[Entra e sai]

[leia ouvindo "Hapier" - Bastille]
[Não lembro como começou. Só sei que mesmo antes de alguns drinks, já gargalhávamos alto e já estávamos anestesiados. Não lembro como acabou. Mas um dia a gente amanheceu meio sem graça]

       A primeira vez que eu te vi, você já estava assim: linda, com cachos que balançavam de acordo com o seu andar. Para frente. Para trás. Você descia os degraus apressadamente com os olhos voltados para o chão, apressadíssima. Parafraseei seu sorriso em versos pequenos falando sobre platonices, clichês, deméritos e moças bonitas e apressadas. Parecia que havia saído de dentro de um desses clichês de cinema. E eu sabia que estava completamente ferrado. Eu me aventurei no seu sorriso. Me usei de alguns poucos versos frouxos para te alcançar e enlaçar teu braço no meu. Fomos a sorveteria e você pediu um sorvete de maracujá e calda quente de chocolate. Eu sorri quando você se lambuzou e foi estranho e bobo quando eu me encantava por cada um desses gestos. Falamos sobre a sua família, sobre o meu cachorro, sobre a faculdade e sobre as pilhas de livros no chão do seu quarto. Nos enovelamos. Viramos linhas crocheadas num belo casaco.
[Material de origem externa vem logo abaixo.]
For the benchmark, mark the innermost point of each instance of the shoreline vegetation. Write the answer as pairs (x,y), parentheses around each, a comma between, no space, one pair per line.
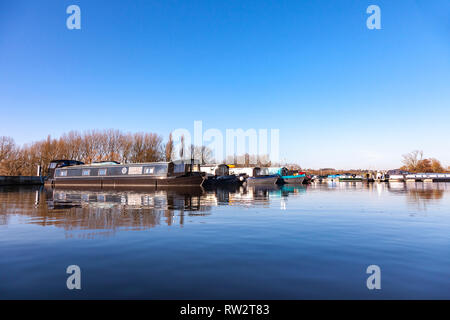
(114,145)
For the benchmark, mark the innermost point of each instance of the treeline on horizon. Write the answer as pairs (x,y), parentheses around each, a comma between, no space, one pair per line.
(99,145)
(114,145)
(88,146)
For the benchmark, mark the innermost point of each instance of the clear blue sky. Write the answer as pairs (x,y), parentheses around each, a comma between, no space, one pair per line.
(342,95)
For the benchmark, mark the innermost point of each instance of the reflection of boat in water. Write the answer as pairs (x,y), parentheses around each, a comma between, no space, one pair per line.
(165,199)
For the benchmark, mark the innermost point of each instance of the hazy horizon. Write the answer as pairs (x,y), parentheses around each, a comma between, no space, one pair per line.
(343,96)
         Foi tão fácil entrar na sua vida e vice-versa. Eu gostava da segurança que seus cachos dava para a minha cabeça de pássaro. Teu colo virou meu ninho e sempre nos esparramávamos um no outro em tardes tediosas de domingo regadas à chá e àqueles filmes do Andesen que você tanto gostava. Éramos brisas suaves e macias que dançavam em conjunto com as nuvens e eu nunca soube que era capaz de ser tão meloso, mesmo sendo de aries.
          Você se mudou para a minha casa trazendo apenas sua boa sorte, sua camiseta preferida e sua escova de dente. Caímos na rotina nada entediante quando eu saía para o trabalho e você ia pintar um dos seus quadros. Na volta, eu buscava um vinho e você esquentava qualquer coisa no microondas. Era feliz. Compramos um cachorro e chamamos ele de Charlie, sabe-se lá Deus o motivo, você sempre teve um péssimo gosto para nomes. E sempre dormíamos nós três numa cama de casal nada minúscula e aconchegante. Era divertido lavar o carro e acabar te molhando e brincar de sorrir. E eu nem reclamava quando você me acordava nas tardes de domingo com uma pilha de roupa suja. Não fazia caso quando você estava emburrada com a cara enfiada em algum livro que parecia ser o mais triste do mundo. Nem perdia a cabeça quando a gente gritava um com o outro.
          Foi tão difícil sair da sua vida. Mas eu sabia que seríamos mais felizes quando o fizesse. Eu sabia que você não era mais a menina de cachos balançantes e de colo-ninho. Nem eu era o cara embasbacado com a cabeça de pássaro. Foi quando as pequenas coisas deixaram de importar. O seu sorriso foi perdendo o brilho. O seu braço foi se soltando do meu. Quando você se lambuzou de maracujá e chocolate, não teve mais graça. Falamos sobre signos, momentos, escolhas. Não conseguíamos mais nos esparramar um no outro e os filmes de Andersen saíram da nossa lista, começamos a ver Tarantino. Os seus quadros foram lotando a minha sala e a culpa disso não era sua. Lavar o carro não começava mais guerras de água e gargalhadas altas. Não gritávamos mais um com o outro: cochichávamos. Os dias foram ficando assim, monótonos, sem sal, gosto de chuchu.
              Aí eu acordei num domingo sem graça. Sem a sua casca. Você levou seus quadros, sua escova de dente, sua camiseta azul e o Charlie. E eu não chorei. Não suspirei. Não me lamentei. Nesse entra e sai de gente bonita com cabelos que dançam conforme o andar, e com cenas filmícas, não se pode esperar reações catastróficas para as despedidas. Os cachos se desfazem. Os espíritos livres parte. A cor desbota. O amor acaba.